The pitcher overflowed and Bootsie muttered a mild expletive as she slapped the tap into the "off" position. The peanut gallery sat mesmerized, chins resting on palms, elbows resting on the bar. I tossed my book to the side and gave up all pretense of trying to read.
"Well if you're an ex-model, what will I be?" Jay groused.
"I know! You can be a Puerto Rican bartender," Rick enthused.
"Yeah! Puerto-Reeee-Can! Into salsa, samba and flamenco dancing," Jay said, rubbing his hands together and warming to the subject.
I stuck my two cents in. "Wait a minute, Jay. How come he gets to be a classy ex-model and you get to be a hoochie mama?"
"What she said! Why do I have to be the hoochie mama?"
"Because we're playing against type, of course," Rick said reasonably. (How he managed that with a straight face is beyond me.) "Anyhow, I'll be 5'10" and 110 pounds, with long blond hair and blue eyes."
"Well, having any hair at all is playing against type," Jay grumbled.
"And you, Senorita, can be 5'2" and 34-24-36 inches of sassy," Rick went on.
"Sassy is good," Jay said dubiously. "Right?"
I was two seconds away from banging my forehead repeatedly against the bar. They so sucked at this writing a personal ad business.
"Seriously, Rick. I can do sassy."
The conversation rambled on into "their" likes and dislikes, each more lamely preposterous than the last, but with Rick having the clear edge.
I could stand it no longer. "Jay! If you want to win this bet, a Puerto Rican bartender is simply not going to cut it."
"Oh, yeah? And what would cut it?"
"Okay, try this:
"What in the heck is rhythm gymnastics and where do you see it?" Rick enquired.
SWF, 20, 5'7", 102 lbs., brn/grn, former Romanian rhythmic gymnast currently studying massage therapy seeks SWM, 25-40 for fun and companionship. Interests include big dogs, good bourbon, baseball and nude yoga. You?

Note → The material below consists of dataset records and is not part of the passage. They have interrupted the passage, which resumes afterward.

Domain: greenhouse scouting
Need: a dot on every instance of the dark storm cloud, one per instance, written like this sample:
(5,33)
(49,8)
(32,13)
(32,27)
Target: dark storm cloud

"The Olympics, definitely," I said.
"Oh. Chick stuff," he poo-pooed, as Jay nodded vigorously in agreement.
"Guys, you don't know what you're missing," I insisted. "These girls are really flexible. Bendy."
"Bendy?" they yelped in unison.
"Yep. Very bendy."
Their eyes glazed over for a moment, then they shook themselves out of their reverie and went back to discussing "their" ads.
"I'm really liking this being an ex-model thing," Rick said, as they turned and walked away. "I really think this will help us get in touch with our femine sides."
Jay nodded sagely as they walked out the door. Then he poked his head back in the door and winked at me. "Nude yoga. Nice touch."
I saluted him. "Go big or go home, dude."